Synthetic Control Bias Theory

Summary

The formal justification for synthetic controls rests on the linear factor model — a generalization of difference-in-differences that allows unobserved confounders to have time-varying loadings. Under this model, Abadie, Diamond, and Hainmueller (2010) derive a bias bound: the bias of the synthetic control estimator is inversely proportional to the number of pre-treatment periods $T_{0}$ , provided the synthetic control closely tracks the treated unit’s pre-treatment trajectory. Variable selection (via the V matrix and cross-validation) is the mechanism that enforces this fit.

Overview

The basic synthetic control estimator in Synthetic Control is intuitive — find a weighted combination of donor units that matches the treated unit before the intervention, then attribute post-treatment divergence to the treatment. But why is this a valid identification strategy? The answer is the linear factor model.

The key insight: a synthetic control that reproduces the treated unit’s pre-treatment outcomes implicitly matches on the unobserved common factors $μ_{j}$ — exactly those confounders that would bias a regression estimator. The more pre-treatment periods available, the more constraints the matching imposes, and the better the identification.

The Linear Factor Model

Definition: Linear Factor Model (Abadie et al. 2010, Eq. 10)

The potential outcome without treatment for unit $j$ at time $t$ follows:
$Y_{j t}^{N} = δ_{t} + θ_{t} Z_{j} + λ_{t} μ_{j} + ε_{j t}$
where:

$δ_{t}$ = common time trend (constant factor loading)

$Z_{j}$ = observed covariates (time-invariant or unaffected by treatment), with time-varying coefficients $θ_{t}$

$μ_{j}$ = vector of unobserved unit-specific factors

$λ_{t}$ = vector of time-varying factor loadings (common factors)

$ε_{j t}$ = zero-mean idiosyncratic shocks

This model generalizes the standard panel data fixed-effects model.

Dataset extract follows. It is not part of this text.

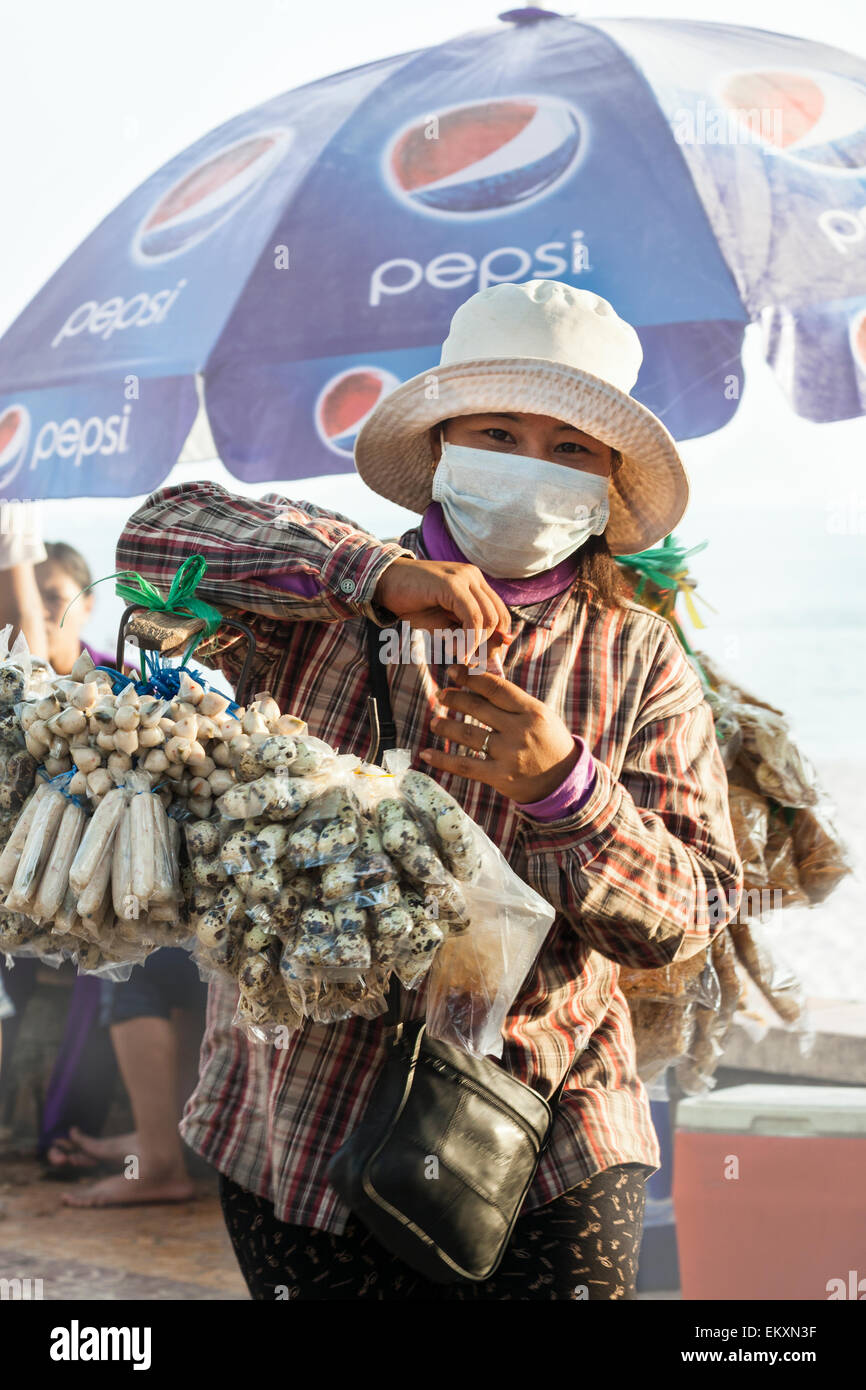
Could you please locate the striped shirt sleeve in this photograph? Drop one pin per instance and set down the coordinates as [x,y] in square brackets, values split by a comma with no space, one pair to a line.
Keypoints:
[252,542]
[648,870]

The difference-in-differences / fixed-effects restriction $λ_{t} = λ$ (constant over time) is obtained by restricting $λ_{t}$ to be time-invariant. The linear factor model allows $λ_{t}$ to change over time, so the “parallel trends” assumption of DiD is a special case.

Connection to DiD

DiD assumes $λ_{t} = λ$ (constant factor loadings), so unobserved confounders affect all units equally across time. The linear factor model relaxes this: each unit $j$ has its own loading $μ_{j}$ on common factors $λ_{t}$ that may drift over time. Synthetic control handles this by matching on the trajectory, not just the level.

The Bias Bound

Theorem: Bias Bound for Synthetic Controls (Abadie, Diamond, and Hainmueller 2010)

Under the linear factor model, suppose a synthetic control with weights $W^{*} = (w_{2}^{*}, \dots, w_{J + 1}^{*})^{'}$ reproduces the characteristics of the treated unit:
$X_{1} \approx X_{0} W^{*}$
where $X_{1}$ and $X_{0}$ include pre-intervention outcomes and predictors. Then for $t > T_{0}$ , the bias of $\overset{τ}{^}_{1 t}$ is bounded by a function that is:

Inversely proportional to $T_{0}$ (the number of pre-treatment periods)

Increasing in $J$ (the size of the donor pool)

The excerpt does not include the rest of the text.